Il dilemma dell’incomprensione per chi si trova ad affrontare l’esperienza del tumore
Una delle sfide più difficili per chi deve affrontare l’esperienza del tumore è il profondo senso di incomprensione che spesso accompagna questa esperienza. Ci si ritrova a vivere emozioni complesse, un mix di paura, smarrimento e vulnerabilità, aspettandosi naturalmente che i propri caregiver – partner, amici o familiari – sappiano come reagire e offrire il giusto sostegno.
Tuttavia, l’esperienza di una malattia oncologica tocca corde profonde, come paure ancestrali e incertezze sul futuro, che possono spaventare sia chi affronta la malattia sia chi gli sta vicino.
Improvvisamente, il nostro mondo cambia e richiede un livello di sensibilità, comprensione e resilienza che spesso chi ci circonda non è pronto a fornire. È normale che un partner, un amico o un familiare sembri talvolta incapace di offrirci il sostegno che ci aspettiamo.
Non è una questione di mancanza d’affetto, ma piuttosto di incapacità nel gestire un dolore legato alla malattia oncologica, che può sembrare insormontabile. Nonostante l’amore e l’affetto che ci circondano, infatti, può succedere che le persone non sappiano come essere d’aiuto.
Quante volte abbiamo avvertito una certa distanza, una difficoltà nell’entrare in sintonia emotiva con chi amiamo durante questi momenti difficili? È facile che si crei una frattura, anche invisibile, tra chi soffre e chi osserva quella sofferenza dall’esterno. In queste circostanze, è facile cadere nella trappola della rabbia o del risentimento. Vediamo chi ci circonda come emotivamente assente o incapace di comprenderci, questo aggiunge ulteriore peso all’immensa sfida rappresentata dal tumore.

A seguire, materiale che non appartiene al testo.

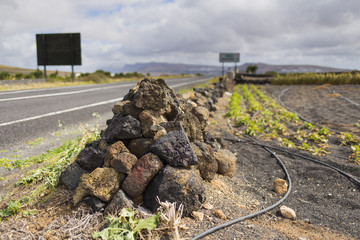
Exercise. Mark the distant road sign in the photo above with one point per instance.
(229, 57)
(58, 49)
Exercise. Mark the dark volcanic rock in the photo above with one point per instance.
(91, 157)
(202, 114)
(96, 204)
(182, 186)
(191, 125)
(102, 183)
(144, 170)
(124, 162)
(174, 148)
(208, 166)
(226, 162)
(71, 176)
(113, 151)
(126, 108)
(119, 201)
(140, 146)
(122, 127)
(155, 95)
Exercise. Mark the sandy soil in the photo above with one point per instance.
(326, 203)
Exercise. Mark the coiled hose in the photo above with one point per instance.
(221, 226)
(267, 148)
(298, 114)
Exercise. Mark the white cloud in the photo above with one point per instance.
(113, 32)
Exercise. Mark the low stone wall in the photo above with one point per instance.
(21, 81)
(155, 147)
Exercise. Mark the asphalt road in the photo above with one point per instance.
(29, 114)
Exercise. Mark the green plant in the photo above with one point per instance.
(347, 138)
(324, 131)
(37, 74)
(356, 154)
(4, 75)
(251, 69)
(12, 208)
(35, 142)
(308, 125)
(287, 143)
(19, 76)
(127, 226)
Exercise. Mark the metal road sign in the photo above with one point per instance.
(229, 57)
(58, 49)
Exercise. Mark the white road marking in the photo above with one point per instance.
(60, 112)
(63, 93)
(75, 108)
(187, 83)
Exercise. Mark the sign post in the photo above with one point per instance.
(229, 57)
(58, 49)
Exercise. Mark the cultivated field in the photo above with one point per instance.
(326, 202)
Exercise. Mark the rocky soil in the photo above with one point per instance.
(326, 203)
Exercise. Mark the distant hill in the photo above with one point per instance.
(156, 68)
(14, 70)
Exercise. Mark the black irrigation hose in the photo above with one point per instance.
(302, 156)
(347, 99)
(221, 226)
(298, 114)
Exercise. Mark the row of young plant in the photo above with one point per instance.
(317, 78)
(259, 115)
(41, 181)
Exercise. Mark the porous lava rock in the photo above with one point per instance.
(71, 176)
(144, 170)
(113, 152)
(148, 149)
(226, 162)
(126, 108)
(140, 146)
(91, 157)
(208, 165)
(124, 162)
(119, 201)
(155, 95)
(102, 183)
(202, 115)
(182, 186)
(191, 125)
(174, 149)
(149, 118)
(122, 127)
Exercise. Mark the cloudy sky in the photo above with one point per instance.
(117, 32)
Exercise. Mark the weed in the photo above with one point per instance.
(324, 131)
(171, 216)
(287, 143)
(47, 176)
(12, 208)
(356, 154)
(35, 142)
(126, 226)
(348, 138)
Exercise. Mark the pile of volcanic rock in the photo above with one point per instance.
(156, 145)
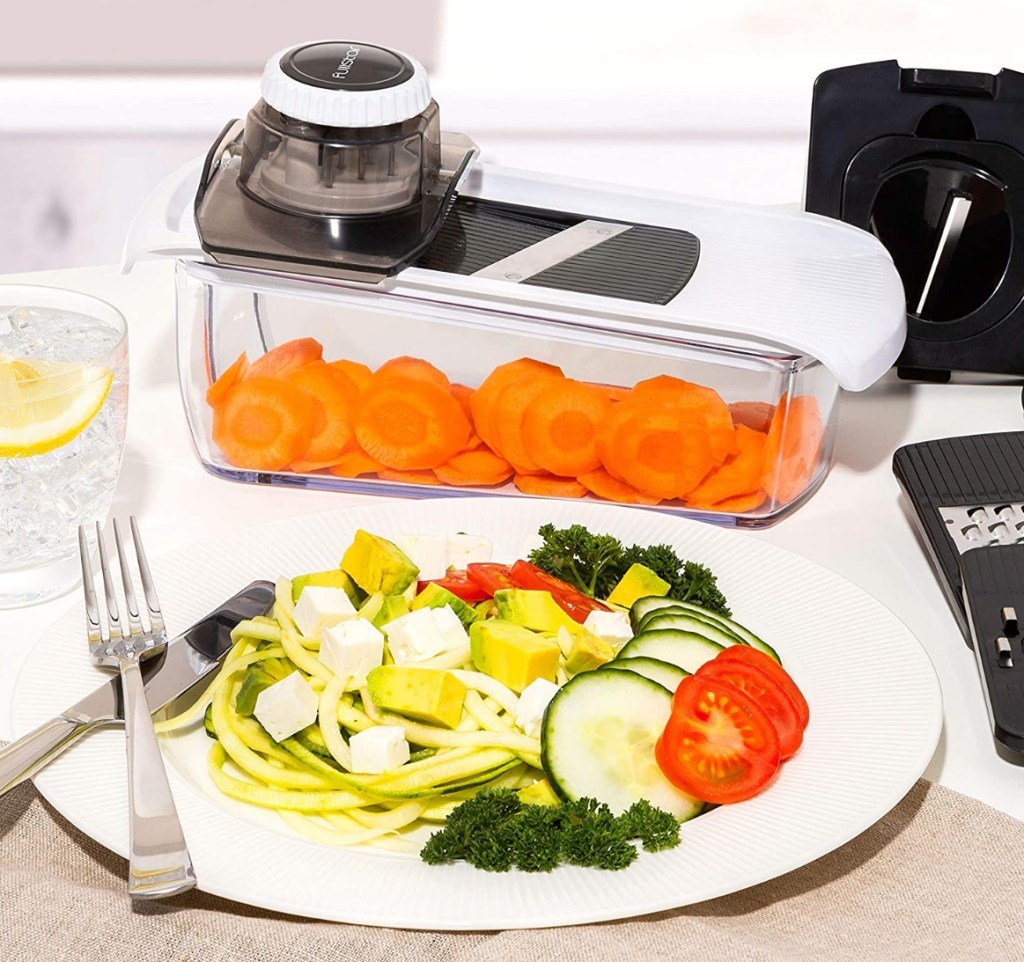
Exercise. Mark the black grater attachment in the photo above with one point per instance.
(968, 499)
(644, 263)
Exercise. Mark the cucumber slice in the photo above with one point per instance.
(665, 673)
(685, 649)
(744, 634)
(683, 620)
(645, 605)
(598, 742)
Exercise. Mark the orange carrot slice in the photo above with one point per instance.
(358, 373)
(354, 462)
(756, 415)
(286, 358)
(794, 447)
(509, 412)
(738, 474)
(600, 483)
(482, 400)
(337, 395)
(412, 367)
(559, 426)
(230, 376)
(481, 466)
(410, 424)
(664, 452)
(408, 477)
(547, 486)
(264, 423)
(705, 403)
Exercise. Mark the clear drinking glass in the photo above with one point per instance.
(64, 407)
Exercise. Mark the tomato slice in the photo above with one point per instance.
(460, 584)
(719, 745)
(577, 604)
(771, 667)
(766, 692)
(491, 577)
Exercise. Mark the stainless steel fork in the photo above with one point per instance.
(159, 865)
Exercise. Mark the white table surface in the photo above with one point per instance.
(855, 525)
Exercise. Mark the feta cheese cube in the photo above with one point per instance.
(286, 707)
(451, 628)
(468, 549)
(414, 637)
(351, 649)
(613, 627)
(427, 552)
(318, 608)
(532, 702)
(380, 749)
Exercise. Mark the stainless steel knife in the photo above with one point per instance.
(187, 659)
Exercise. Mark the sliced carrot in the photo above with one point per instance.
(307, 467)
(410, 424)
(483, 398)
(547, 486)
(509, 412)
(559, 426)
(664, 452)
(358, 373)
(794, 447)
(408, 477)
(230, 376)
(704, 402)
(600, 483)
(738, 474)
(612, 391)
(754, 414)
(412, 367)
(286, 358)
(467, 468)
(739, 504)
(264, 423)
(354, 462)
(338, 396)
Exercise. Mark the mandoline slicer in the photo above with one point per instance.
(968, 500)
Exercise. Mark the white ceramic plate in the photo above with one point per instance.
(876, 715)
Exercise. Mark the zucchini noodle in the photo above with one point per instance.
(308, 780)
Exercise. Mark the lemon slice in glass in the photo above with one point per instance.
(43, 405)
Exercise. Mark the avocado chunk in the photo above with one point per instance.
(535, 610)
(511, 654)
(583, 650)
(208, 721)
(433, 595)
(377, 565)
(391, 608)
(485, 609)
(540, 793)
(637, 583)
(256, 680)
(335, 578)
(429, 695)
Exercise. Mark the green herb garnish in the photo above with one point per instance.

Ma è importante ricordare che spesso, i nostri caregiver, pur essendo presenti fisicamente, potrebbero essere emotivamente disorientati vedendoci affrontare l’esperienza del tumore. Non sanno come reagire e sostenere alla nostra vulnerabilità, alle nostre lacrime o al nostro bisogno di sostegno costante. Il loro amore è reale, ma la loro capacità di gestire questa situazione è limitata, semplicemente per una questione di mancanza di strumenti emotivi adeguati.
Ecco perché la comunicazione diventa fondamentale. Parlare apertamente delle nostre paure e dei nostri bisogni ci aiuta a elaborare le nostre emozioni legate al cancro e permette anche a chi ci sta accanto di capire meglio come essere di supporto.
Invece di aspettarci che comprendano intuitivamente, dobbiamo essere disposti a esprimere chiaramente ciò di cui abbiamo bisogno e a dare loro il tempo di adattarsi. Solo così possiamo trasformare la delusione in una comprensione reciproca, rafforzando il legame con chi ci sta accanto, anche durante il difficile percorso della malattia oncologica.
Non possiamo pretendere che chi amiamo sappia sempre come reagire perfettamente alle nostre emozioni, ma possiamo aiutarli a comprendere e a essere presenti nel modo più utile per noi.
Il cambiamento parte da dentro
Aspettarsi, quindi, che chi ci sta vicino sappia come affrontare l’esperienza del tumore senza aver prima acquisito gli strumenti giusti, può essere una notevole fonte di stress. È qui che entra in gioco il cambiamento di prospettiva, che può davvero fare la differenza nelle relazioni durante la malattia oncologica.
Accettare che chi ci ama possa non essere emotivamente o psicologicamente pronto per affrontare la nostra sofferenza, è un atto di profonda compassione, in primis per noi stessi e poi anche per l’altro. Questa consapevolezza allevia la pressione su di noi e libera i nostri caregiver dal peso dell’aspettativa di dover sempre avere la risposta giusta. Riconoscere che non esistono modi “giusti” o “sbagliati” per reagire alle difficoltà legate alla malattia oncologica, può essere un primo passo verso una comunicazione più aperta e autentica. Poi serve procedere per comprendere cosa funziona, al di là delle buone intenzioni, che ci sono quasi sempre.
In una relazione, sia essa di amicizia, familiare o di coppia, ci sono sempre due lati da considerare. Non siamo soli nel nostro percorso, anche i nostri caregiver attraversano il proprio viaggio emotivo, fatto di paure, incertezze e vulnerabilità, legate al cancro.
Il vero cambiamento inizia nel momento in cui decidiamo di fare un passo verso l’altro. Invece di aspettarci che l’altro sappia istintivamente cosa dire o fare, possiamo essere noi a guidare questo processo. Possiamo esprimere chiaramente le nostre necessità, parlare delle nostre paure e aiutare gli altri a comprendere come possono essere di sostegno. Questa non è una richiesta di perfezione, ma un invito a partecipare attivamente alla nostra esperienza, ognuno con le proprie capacità.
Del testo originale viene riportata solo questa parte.